とにかく冷酷で他者と感情を共有できないサイコパスな少年。でも、妙に子どもらしい一面もある。
中二病を突き詰めた性格と言って良いかもしれません。合わない人はとことん合わないと思う。
他者への影響力が尋常ではなく、彼に関わった人間は心が完全に束縛されます。
彼の異常性に心酔する者、不快感や恐怖を抱く者。一度でも椿太郎に捕まった人間は彼が興味を失うまで逃れられません。
もはや椿太郎が黒幕ではないかと思うほどのえげつなさ。彼と関わった者の末路も本作の見所の1つです。

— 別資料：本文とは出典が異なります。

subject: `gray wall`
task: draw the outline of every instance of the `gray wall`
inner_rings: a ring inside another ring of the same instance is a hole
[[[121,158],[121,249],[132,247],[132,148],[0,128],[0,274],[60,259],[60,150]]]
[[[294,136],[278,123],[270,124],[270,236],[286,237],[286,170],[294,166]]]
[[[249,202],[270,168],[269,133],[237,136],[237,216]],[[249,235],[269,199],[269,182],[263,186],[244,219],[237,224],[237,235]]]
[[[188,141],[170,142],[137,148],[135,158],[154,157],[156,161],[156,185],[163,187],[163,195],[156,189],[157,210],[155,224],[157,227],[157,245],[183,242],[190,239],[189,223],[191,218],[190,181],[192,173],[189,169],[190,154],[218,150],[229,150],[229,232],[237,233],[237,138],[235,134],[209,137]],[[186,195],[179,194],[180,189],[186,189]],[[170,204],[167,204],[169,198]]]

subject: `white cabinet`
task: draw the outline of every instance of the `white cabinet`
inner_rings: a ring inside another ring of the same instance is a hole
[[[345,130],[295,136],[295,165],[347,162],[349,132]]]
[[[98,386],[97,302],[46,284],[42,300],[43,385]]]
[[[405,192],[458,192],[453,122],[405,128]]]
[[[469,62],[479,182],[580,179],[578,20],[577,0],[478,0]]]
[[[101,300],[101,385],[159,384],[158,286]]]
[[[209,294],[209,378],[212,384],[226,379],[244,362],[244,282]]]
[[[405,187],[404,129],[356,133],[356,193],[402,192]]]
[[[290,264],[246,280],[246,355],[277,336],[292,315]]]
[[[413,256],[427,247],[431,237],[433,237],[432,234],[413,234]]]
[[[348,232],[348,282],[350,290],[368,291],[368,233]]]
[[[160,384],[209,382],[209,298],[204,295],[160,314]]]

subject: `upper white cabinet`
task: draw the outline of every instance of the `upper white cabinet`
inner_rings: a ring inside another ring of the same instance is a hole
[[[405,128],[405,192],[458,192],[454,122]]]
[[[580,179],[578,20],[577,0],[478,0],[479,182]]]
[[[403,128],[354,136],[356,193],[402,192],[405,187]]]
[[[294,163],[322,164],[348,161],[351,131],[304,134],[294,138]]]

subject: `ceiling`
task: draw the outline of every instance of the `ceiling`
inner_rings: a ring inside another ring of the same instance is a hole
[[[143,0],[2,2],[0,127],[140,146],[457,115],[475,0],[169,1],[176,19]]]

かなり人を選ぶ性格ではありますが、不思議な魅力があるのも間違いありません。
本書を楽しめるかどうかは椿太郎への感じ方にかかっているでしょう。
なお、両親や兄、姉も椿太郎に負けず劣らずのぶっとび具合で理解が追いつきません。
登場人物全員のキャラがここまで濃い作品も珍しい。異色のヒューマンドラマとして存分に楽しめました。どいつもこいつもクレイジー過ぎるよ。
事件
本書の全てがぶっ飛んでるかと思いきや、プロット自体は至極全うでした。
家族に隠された真実を知るため、椿太郎はあらゆる手段を講じます。
- 戸籍謄本を取り、両親の親族を洗い出す
- 事件現場を訪れ、容疑者のアリバイも確認する
- 兄の小説原稿を読んだ編集者にコンタクトを取る
調査方法がいちいち的確でムダがない。椿太郎には探偵の才能がありました。
異常な性格との温度差で風邪をひきそう。実に王道の推理をしています。
結末も文句なし。犯人を突き止め、「この家には悪魔がいる」の秘密も判明します。
ラストでは謎に包まれた清家の全てが明かされます。衝撃過ぎて何か感動しちゃったよ。